During the end-Permian Event, the woody gymnosperm vegetation (cordaitaleans and glossopterids) were replaced by spore-producing plants (mainly lycophytes) before the typical Mesozoic woody vegetation evolved. The palynological record suggests that wooded terrestrial ecosystems took four to five million years to reform stable ecosystems, while spore-producing lycopsids had an important ecological role in the post-extinction interval. A key factor for plant resilience is the time-scale: if the duration of the ecological disruption did not exceed that of the viability of seeds and spores, those plant taxa have the potential to recover (Traverse, 1988). Palynological records from across Europe provide evidence for complete loss of tree-bearing vegetation reflected in a strong decline in pollen abundance at the end of the Triassic.

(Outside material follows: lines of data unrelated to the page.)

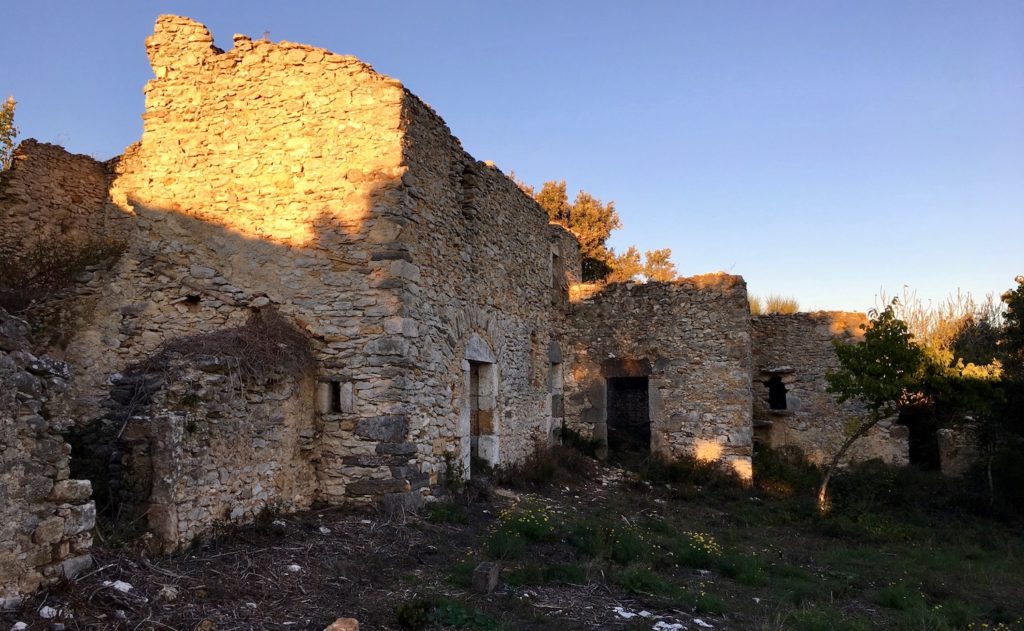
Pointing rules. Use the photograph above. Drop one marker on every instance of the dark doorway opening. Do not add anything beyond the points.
(776, 393)
(629, 417)
(923, 437)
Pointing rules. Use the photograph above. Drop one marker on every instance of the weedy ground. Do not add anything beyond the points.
(583, 545)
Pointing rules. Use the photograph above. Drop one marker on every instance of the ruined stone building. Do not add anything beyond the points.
(444, 316)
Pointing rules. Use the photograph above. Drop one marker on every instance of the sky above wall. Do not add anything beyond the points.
(827, 151)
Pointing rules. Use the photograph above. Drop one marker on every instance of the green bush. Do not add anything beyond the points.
(642, 580)
(627, 545)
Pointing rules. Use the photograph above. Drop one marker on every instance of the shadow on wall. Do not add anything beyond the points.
(181, 275)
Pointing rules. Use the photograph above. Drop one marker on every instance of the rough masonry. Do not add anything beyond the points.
(444, 316)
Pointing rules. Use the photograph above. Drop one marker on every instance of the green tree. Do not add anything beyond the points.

In the Southern Hemisphere, the vegetation turnover consisted in the replacement to Alisporites (corystosperm)-dominated assemblage to a Classopollis (cheirolepidiacean)-dominated one.

Comparison of extinction rates for calcareous organisms during the end-Permian and end-Triassic extinction event (from van de Schootbrugge and Wignall, 2016)

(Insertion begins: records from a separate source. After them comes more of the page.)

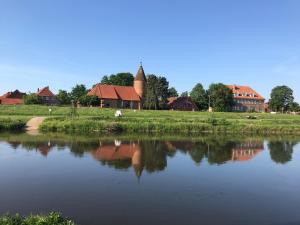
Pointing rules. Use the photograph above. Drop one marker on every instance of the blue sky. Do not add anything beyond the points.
(64, 42)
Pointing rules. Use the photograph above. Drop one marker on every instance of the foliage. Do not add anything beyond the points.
(63, 97)
(172, 92)
(89, 100)
(78, 91)
(184, 94)
(50, 219)
(221, 97)
(199, 96)
(156, 92)
(32, 99)
(281, 99)
(121, 79)
(295, 107)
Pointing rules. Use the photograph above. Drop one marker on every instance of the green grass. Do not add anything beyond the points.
(103, 121)
(50, 219)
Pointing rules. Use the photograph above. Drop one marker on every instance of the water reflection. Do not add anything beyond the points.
(152, 155)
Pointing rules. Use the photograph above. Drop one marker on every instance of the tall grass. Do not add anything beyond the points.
(50, 219)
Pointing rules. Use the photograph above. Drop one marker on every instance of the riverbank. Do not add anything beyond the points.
(50, 219)
(95, 120)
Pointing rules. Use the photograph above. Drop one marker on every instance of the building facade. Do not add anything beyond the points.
(12, 98)
(113, 96)
(46, 96)
(247, 99)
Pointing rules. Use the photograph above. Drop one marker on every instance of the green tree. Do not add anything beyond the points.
(89, 100)
(281, 98)
(295, 107)
(221, 97)
(121, 79)
(63, 97)
(77, 92)
(172, 92)
(32, 99)
(184, 94)
(199, 96)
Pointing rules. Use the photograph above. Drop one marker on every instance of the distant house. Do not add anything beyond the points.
(182, 104)
(112, 96)
(12, 98)
(46, 96)
(247, 99)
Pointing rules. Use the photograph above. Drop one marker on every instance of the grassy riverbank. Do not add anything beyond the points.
(91, 120)
(14, 123)
(50, 219)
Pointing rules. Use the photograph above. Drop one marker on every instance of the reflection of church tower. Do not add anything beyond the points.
(136, 163)
(140, 82)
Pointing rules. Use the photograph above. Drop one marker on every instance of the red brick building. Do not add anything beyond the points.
(12, 98)
(247, 99)
(113, 96)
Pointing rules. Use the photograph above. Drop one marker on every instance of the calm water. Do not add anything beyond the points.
(122, 180)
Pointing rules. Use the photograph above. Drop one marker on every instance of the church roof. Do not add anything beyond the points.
(140, 76)
(114, 92)
(45, 92)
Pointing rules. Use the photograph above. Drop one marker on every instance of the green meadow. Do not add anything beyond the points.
(91, 120)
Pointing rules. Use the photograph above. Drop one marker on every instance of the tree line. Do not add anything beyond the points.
(157, 91)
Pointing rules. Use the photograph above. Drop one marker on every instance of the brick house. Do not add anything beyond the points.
(46, 96)
(12, 98)
(247, 99)
(113, 96)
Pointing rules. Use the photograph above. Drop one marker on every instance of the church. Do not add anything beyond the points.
(113, 96)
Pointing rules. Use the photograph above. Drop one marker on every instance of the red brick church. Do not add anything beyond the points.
(113, 96)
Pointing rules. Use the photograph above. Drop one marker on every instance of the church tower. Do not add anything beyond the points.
(140, 82)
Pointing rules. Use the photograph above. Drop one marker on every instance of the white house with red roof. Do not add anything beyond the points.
(46, 96)
(247, 99)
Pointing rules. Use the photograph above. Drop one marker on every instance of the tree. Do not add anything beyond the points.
(184, 94)
(78, 91)
(156, 96)
(121, 79)
(295, 107)
(199, 96)
(89, 100)
(63, 97)
(281, 98)
(221, 97)
(172, 92)
(32, 99)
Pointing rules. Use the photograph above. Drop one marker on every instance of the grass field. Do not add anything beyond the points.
(50, 219)
(103, 120)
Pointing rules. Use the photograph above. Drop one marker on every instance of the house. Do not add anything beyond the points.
(113, 96)
(182, 104)
(12, 98)
(247, 99)
(46, 96)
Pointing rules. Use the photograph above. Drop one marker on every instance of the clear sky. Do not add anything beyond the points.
(64, 42)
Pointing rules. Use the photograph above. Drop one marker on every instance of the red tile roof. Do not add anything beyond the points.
(104, 91)
(45, 92)
(244, 92)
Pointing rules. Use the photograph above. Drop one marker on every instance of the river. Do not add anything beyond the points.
(214, 180)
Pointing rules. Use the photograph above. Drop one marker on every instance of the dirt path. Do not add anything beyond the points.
(34, 123)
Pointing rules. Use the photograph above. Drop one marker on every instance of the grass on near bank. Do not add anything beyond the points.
(50, 219)
(103, 120)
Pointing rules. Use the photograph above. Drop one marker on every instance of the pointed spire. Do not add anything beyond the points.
(140, 76)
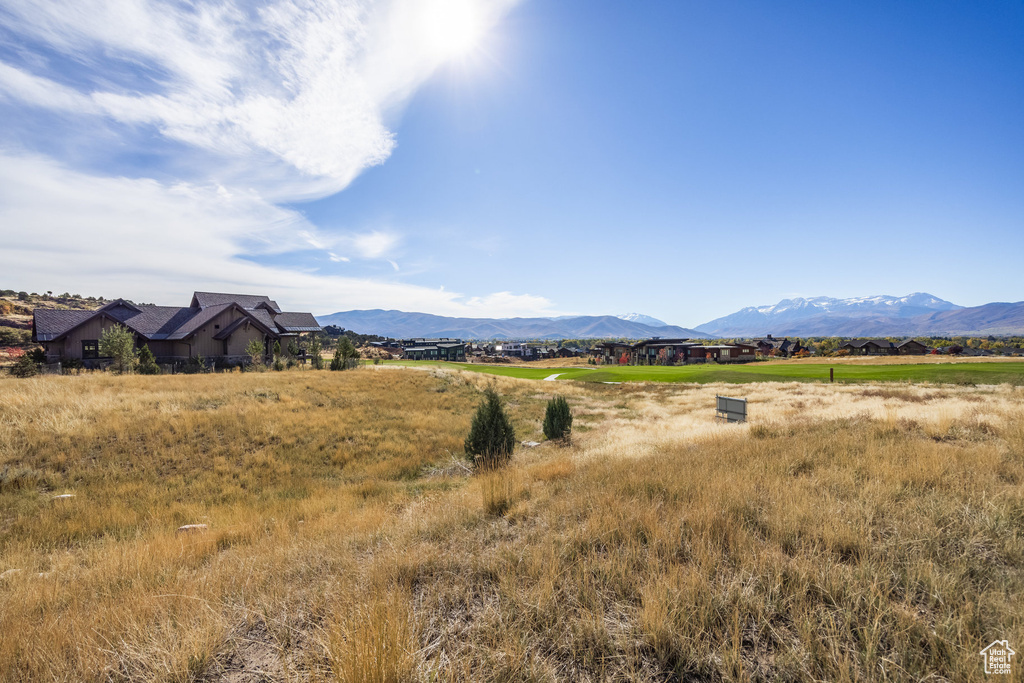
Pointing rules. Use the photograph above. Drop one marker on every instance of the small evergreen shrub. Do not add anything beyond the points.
(118, 343)
(315, 348)
(195, 365)
(492, 437)
(254, 349)
(25, 367)
(146, 364)
(557, 420)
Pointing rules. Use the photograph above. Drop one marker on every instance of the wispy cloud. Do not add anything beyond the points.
(160, 242)
(270, 103)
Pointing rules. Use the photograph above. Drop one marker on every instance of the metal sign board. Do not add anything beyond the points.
(733, 410)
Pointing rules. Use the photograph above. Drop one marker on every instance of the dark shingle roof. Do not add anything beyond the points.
(207, 299)
(51, 324)
(174, 323)
(198, 319)
(296, 323)
(859, 343)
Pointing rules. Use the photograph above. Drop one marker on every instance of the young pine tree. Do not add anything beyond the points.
(492, 437)
(146, 364)
(118, 343)
(254, 349)
(315, 348)
(558, 420)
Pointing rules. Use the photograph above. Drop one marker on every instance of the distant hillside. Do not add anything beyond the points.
(399, 324)
(643, 319)
(868, 316)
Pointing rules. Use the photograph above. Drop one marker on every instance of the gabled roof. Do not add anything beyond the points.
(49, 325)
(207, 299)
(175, 323)
(296, 323)
(860, 343)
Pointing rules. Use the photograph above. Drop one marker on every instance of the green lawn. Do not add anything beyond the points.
(966, 373)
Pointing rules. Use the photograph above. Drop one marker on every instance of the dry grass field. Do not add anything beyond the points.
(848, 532)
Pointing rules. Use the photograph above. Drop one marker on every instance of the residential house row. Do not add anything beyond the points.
(216, 326)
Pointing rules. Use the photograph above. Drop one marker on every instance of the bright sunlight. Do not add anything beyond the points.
(453, 28)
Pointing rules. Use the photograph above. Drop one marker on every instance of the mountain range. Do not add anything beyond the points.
(401, 325)
(914, 314)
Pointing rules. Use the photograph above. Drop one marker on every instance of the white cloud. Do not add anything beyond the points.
(279, 101)
(307, 83)
(375, 244)
(153, 242)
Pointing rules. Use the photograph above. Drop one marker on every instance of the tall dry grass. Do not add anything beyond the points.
(867, 532)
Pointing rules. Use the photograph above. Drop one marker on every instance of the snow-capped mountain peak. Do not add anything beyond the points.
(643, 319)
(792, 313)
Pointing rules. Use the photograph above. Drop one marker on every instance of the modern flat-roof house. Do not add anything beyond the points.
(444, 348)
(215, 326)
(778, 347)
(869, 347)
(911, 347)
(658, 351)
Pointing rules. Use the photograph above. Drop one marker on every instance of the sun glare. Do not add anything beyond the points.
(453, 28)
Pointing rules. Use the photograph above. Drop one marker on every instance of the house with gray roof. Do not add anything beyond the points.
(216, 326)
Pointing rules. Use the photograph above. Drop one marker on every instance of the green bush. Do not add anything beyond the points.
(345, 355)
(558, 420)
(146, 364)
(492, 437)
(254, 349)
(315, 348)
(118, 343)
(13, 336)
(195, 365)
(24, 367)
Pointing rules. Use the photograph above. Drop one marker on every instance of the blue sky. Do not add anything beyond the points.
(499, 158)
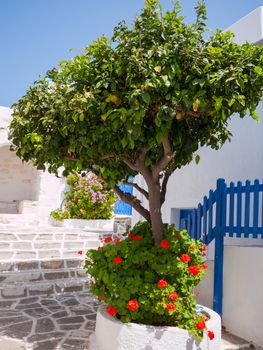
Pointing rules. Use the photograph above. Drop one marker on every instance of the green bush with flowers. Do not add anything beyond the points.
(87, 198)
(151, 284)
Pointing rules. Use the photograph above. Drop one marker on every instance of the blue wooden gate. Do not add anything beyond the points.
(234, 210)
(122, 208)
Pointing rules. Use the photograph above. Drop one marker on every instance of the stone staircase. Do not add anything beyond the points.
(41, 259)
(46, 277)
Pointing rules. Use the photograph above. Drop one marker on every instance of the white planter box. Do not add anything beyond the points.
(111, 334)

Rapid additions of carbon dioxide during extreme events may have driven surface waters to undersaturation. Acidification affects the biogeochemical dynamics of calcium carbonate, organic carbon, nitrogen, and phosphorus in the ocean and interferes with a range of processes, including growth, calcification, development, reproduction and behaviour in a wide range of marine organisms like foraminifera, planktonic coccolithophores, pteropods and other molluscs,  echinoderms, corals, and coralline algae. Both extinction events led to near-annihilation of cnidarian clades and other taxa responsible for reef construction, resulting in ‘reef gaps’ that lasted millions of years. Black shales deposited across both extinction events also contain increased concentrations of the biomarker isorenieratane, a pigment from green sulphur bacteria, suggesting that the photic zone underwent prolonged periods of high concentrations of hydrogen sulphide. Following the end-Triassic extinction, Early Jurassic shallow seas witnessed recurrent euxinia over a time span of 25 million years, culminating in the Toarcian Oceanic Anoxic Event.

 

References:

BAS VAN DE SCHOOTBRUGGE and PAUL B. WIGNALL (2016). A tale of two extinctions: converging end-Permian and end-Triassic scenarios. Geological Magazine, 153, pp 332-354. doi:10.1017/S0016756815000643.

BACHAN, A. & PAYNE, J. L. 2015. Modelling the impact of pulsed CAMP volcanism on pCO2 and δ13C across the Triassic-Jurassic transition. Geological Magazine, published online

Retallack, G.J. 2013. Permian and Triassic greenhouse crises. Gondwana Research 24:90–103.